Paulo Rebêlo // junho.2000
O nhém-nhém-nhém começa em maio. Algumas agências de publicidade se arriscam a anunciar o dia dos namorados um mês antes, com os clichês que ninguém conhece: “você não vai deixar de comprar o presente da sua namorada na última hora, vai?”. Ainda em maio, os motéis começam a anunciar as promoções para o mês de junho: “em junho, mês dos namorados, suítes luxo pelo preço das simples” e por aí vai.
Tudo muito belo, tudo muito bonito. Chega o mês de junho, e logo nos primeiros dias o bombardeio de publicidade começa. No trânsito, parece que todos os outdoors falam o mesmo idioma: promoções para o dia dos namorados, belos casais se abraçando — com a logomarca de determinadas empresas ao lado — e mensagens românticas estampadas no letreiro. É interessante notar como, nas propagandas, todos os namorados são iguais. Belos, brancos, felizes e com dinheiro para gastar.
Saio às ruas, dessa vez não de carro, mas a pé. Ingenuamente, imagino que andando a pé não prestarei tanta atenção aos outdoors. Realmente, não presto … sem duplo sentido. Por outro lado, agora preciso me contentar com a publicidade vinculada nos ônibus ou, se preferir, os outbus impestantes. Dia dos namorados para cá, dia dos namorados para lá, dia dos namorados para acolá, e estamos na primeira semana de junho.

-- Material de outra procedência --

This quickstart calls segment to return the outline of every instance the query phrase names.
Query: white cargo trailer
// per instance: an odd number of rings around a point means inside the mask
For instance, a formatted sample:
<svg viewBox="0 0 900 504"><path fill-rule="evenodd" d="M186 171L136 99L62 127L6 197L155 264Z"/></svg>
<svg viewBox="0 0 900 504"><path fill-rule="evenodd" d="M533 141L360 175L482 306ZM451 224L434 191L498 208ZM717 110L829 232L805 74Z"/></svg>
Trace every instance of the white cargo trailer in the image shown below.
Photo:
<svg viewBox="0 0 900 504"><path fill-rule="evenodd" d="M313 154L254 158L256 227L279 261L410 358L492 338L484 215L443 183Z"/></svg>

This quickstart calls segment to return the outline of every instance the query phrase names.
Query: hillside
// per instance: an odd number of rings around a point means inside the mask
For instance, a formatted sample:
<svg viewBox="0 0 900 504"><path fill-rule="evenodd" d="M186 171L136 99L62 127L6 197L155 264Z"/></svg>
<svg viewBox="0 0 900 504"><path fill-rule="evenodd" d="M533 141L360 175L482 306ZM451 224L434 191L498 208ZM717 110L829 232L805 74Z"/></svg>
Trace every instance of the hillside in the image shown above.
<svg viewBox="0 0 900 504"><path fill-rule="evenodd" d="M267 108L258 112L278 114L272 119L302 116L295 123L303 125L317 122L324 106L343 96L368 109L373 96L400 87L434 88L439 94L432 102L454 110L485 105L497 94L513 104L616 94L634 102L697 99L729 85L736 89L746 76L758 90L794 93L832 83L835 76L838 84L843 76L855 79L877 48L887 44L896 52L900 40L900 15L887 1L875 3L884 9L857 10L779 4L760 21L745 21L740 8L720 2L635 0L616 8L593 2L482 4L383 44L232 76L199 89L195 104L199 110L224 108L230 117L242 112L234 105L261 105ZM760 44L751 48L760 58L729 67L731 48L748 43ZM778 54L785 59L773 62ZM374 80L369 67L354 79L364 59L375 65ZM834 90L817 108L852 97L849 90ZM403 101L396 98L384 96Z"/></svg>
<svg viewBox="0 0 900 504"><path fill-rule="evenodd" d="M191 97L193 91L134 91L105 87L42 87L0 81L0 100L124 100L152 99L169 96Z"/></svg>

O dia 12 se aproxima, as propagandas estão na televisão, no rádio, no jornal, na Internet… e na cabeça das pessoas. Os que não têm namorado(a) parecem esquecer desse singelo e pequeno detalhe, e começam a divulgar o dia e a propagar mensagens pela Internet como se tivessem vinte namorado(a)s. Pior, me acrescentam nas listinhas de e-mail e começam a mandar figurinhas, coraçõezinhos, bichinhos e um monte de lero-lero e blá-blá-blá.
Fico pensando como fica o pessoal que terminou de sair de um namoro, vai passar o dia dos namorados mofando e roendo, e ainda é obrigado a aturar isso tudo. Meus pêsames, vocês estão todos ferrados. O pessoal que não está com a cabeça muito boa termina entrando em parafuso e caindo na fossa sentimental que a gente nem conhece…
E tem o dia das mães, dia dos pais, dia do sobrinho, dia do primo, dia do papagaio, do cachorro… contudo, são “dias” sem toda a parafernália de publicidade vista no dia dos namorados, possivelmente porque no dia das mães (ou dos pais, ou do papagaio) não dá para fazer campanha publicitária envolvendo motel, decote, minissaia e outros piripaques. Quer dizer, o dia dos namorados tem um leque de vantagens sobre os outros “dias”. Melhor (ou pior) ainda, o dia dos namorados é que nem um computador rodando Windows: é multitarefa, pois também vai servir ao pai que quer comprar presente para esposa e vice-versa.
Tudo é amor, tudo é motivo para a lavagem cérebro-comercial. Outro dia uma concessionária saiu com a série de anúncios sobre seus modelos de carros como sendo os mais propícios ao namoro, por serem espaçosos, confortáveis, ar-condicionado, bancos reclináveis… só faltou dizer que tinha como opcional um porta-camisinhas e um espelho (retrátil) no teto. A impressão é que fulano vai comprar o carro no dia 11 para namorar dentro dele no dia 12.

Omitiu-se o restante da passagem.